City Plan Director Gilvarg had a different opinion. At least about the facade.
Gilvarg noted that the Anchor’s building is part of the 23-acre Chapel Street Historic District, which was entered into the national Register of Historic Places in April of 1984.
Because of the historic nature of the facade, the owner would need a demolition permit to take it down, Gilvarg said. And under a city ordinance passed in the 1980s, the city require a 90-day delay in granting demolition permits to give time for possible alternatives to emerge to preserve historic artifacts.
Gilvarg told Yale to hold off for at least a day while confirms with authorities to “make sure I’m really” correct, she said.
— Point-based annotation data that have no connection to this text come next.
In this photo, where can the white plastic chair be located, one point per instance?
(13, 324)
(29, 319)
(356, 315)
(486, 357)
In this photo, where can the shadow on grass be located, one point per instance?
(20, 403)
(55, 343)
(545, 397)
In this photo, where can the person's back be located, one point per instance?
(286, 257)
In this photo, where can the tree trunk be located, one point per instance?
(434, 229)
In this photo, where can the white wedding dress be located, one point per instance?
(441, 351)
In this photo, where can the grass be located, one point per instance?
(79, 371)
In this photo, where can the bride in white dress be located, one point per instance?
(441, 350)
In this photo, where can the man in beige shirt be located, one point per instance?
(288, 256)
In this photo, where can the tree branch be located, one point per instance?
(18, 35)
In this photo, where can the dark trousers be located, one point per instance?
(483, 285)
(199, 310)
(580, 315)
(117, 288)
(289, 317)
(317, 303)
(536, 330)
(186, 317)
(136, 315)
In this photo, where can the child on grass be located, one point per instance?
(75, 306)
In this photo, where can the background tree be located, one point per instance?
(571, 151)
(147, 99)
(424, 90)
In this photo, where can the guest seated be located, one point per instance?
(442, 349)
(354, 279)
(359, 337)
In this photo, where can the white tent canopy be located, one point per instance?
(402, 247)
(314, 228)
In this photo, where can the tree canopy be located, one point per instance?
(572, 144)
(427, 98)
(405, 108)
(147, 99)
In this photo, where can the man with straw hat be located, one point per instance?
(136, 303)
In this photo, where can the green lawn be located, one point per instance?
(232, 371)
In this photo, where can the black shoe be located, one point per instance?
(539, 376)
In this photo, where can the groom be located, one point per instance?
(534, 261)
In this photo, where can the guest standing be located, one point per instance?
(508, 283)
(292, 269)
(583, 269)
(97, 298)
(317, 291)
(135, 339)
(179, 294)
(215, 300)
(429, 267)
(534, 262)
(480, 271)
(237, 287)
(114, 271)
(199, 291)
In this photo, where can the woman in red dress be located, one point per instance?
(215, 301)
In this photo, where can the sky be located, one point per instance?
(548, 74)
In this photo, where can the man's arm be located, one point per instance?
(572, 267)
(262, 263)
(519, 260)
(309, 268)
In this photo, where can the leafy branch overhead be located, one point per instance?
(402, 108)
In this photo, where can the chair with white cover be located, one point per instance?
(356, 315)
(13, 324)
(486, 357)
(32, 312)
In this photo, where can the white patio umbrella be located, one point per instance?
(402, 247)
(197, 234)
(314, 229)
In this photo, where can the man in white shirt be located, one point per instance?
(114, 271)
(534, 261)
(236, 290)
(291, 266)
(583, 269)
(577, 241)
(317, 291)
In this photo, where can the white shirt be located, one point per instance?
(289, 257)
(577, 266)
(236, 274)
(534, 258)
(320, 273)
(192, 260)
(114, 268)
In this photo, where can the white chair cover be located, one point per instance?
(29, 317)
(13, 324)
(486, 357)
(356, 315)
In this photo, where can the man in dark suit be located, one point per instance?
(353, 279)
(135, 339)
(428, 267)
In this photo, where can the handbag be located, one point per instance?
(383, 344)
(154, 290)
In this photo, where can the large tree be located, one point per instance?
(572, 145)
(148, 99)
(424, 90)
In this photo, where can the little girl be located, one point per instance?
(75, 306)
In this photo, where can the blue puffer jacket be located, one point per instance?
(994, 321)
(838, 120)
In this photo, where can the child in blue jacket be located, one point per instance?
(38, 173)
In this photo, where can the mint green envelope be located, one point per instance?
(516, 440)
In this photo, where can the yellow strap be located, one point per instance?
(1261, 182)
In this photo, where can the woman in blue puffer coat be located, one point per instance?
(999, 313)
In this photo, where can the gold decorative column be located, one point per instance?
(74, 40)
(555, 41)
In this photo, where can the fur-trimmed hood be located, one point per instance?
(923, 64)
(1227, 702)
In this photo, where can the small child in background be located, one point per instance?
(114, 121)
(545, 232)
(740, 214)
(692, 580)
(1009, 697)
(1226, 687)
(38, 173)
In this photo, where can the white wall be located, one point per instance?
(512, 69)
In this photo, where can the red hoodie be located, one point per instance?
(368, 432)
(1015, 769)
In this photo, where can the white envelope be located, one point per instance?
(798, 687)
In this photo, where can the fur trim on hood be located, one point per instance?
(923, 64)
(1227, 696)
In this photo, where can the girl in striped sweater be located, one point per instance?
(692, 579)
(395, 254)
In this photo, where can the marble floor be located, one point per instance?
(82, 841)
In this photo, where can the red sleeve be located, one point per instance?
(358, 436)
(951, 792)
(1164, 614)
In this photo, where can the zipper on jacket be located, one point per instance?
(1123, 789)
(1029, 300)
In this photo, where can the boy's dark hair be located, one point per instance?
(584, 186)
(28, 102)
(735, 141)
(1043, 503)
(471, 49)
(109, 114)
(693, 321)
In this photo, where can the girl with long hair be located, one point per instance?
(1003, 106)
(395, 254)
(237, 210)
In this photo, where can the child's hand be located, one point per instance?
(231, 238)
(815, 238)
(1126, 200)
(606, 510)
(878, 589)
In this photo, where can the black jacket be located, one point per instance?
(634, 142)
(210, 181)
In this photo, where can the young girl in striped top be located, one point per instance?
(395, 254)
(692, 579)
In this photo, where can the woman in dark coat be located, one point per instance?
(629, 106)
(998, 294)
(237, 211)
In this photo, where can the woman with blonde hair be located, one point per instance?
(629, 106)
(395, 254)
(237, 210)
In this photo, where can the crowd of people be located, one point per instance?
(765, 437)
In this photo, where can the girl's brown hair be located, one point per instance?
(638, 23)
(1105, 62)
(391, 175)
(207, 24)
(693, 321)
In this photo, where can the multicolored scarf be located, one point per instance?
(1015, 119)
“New Haven’s downtown is a lively mix of buildings that go back to the 18th century” as well as the 19th and early 20th centuries, Gilvarg said. “What makes it rich is this layering of historic areas.” The Anchor facade, for instance, hearkens back to a style popular in the 1940s, when the bar opened.
The New Haven Preservation Trust supports the city’s efforts to preserve the Anchor and its architectural features, said the organization’s preservation services officer, John Herzan.
“That wonderful facade is a very rare example of art moderne design in New Haven. This was a very short-lived but distinctive period in architectural history, which you see in many towns and cities throughout the country that were fashion-conscious. Because of the fragility of the materials — that blue glass, everyone uses the word ‘iconic’ right and left. But the blue glass was characteristic of that design” in the 1940s.
Preservationists, including Herzan’s group and the Urban Design League, planned to ask New Haven’s Historic District Commission “to pass a resolution in support of preserving the Anchor in its current setting at their regular meeting,” according to a press release issued Tuesday afternoon.
“New Haven has lost too many beloved and historically significant landmarks. The good news is that there are business people ready to offer feasible and viable alternatives to destroying the historic significance of the building and the historic district. We hope Yale will reconsider their plans. Many New Haven residents, local businesses, Yale alumni support the preservation of the Anchor. We really believe that Yale can do the right thing for the city,” the release quotes Urban Design League’s Anstress Farwell as saying.
Asked last week about the fate of the bar’s contents, the business’s owner, Charlie Moore, said he wanted to wait until related questions were ironed out between lawyers for his family and the bar’s manager, David Nyberg. Moore could not be reached for comment Tuesday. Nyberg said he spoke with Moore and they agreed at this point the decision about the fate of the furnishings is up to Moore.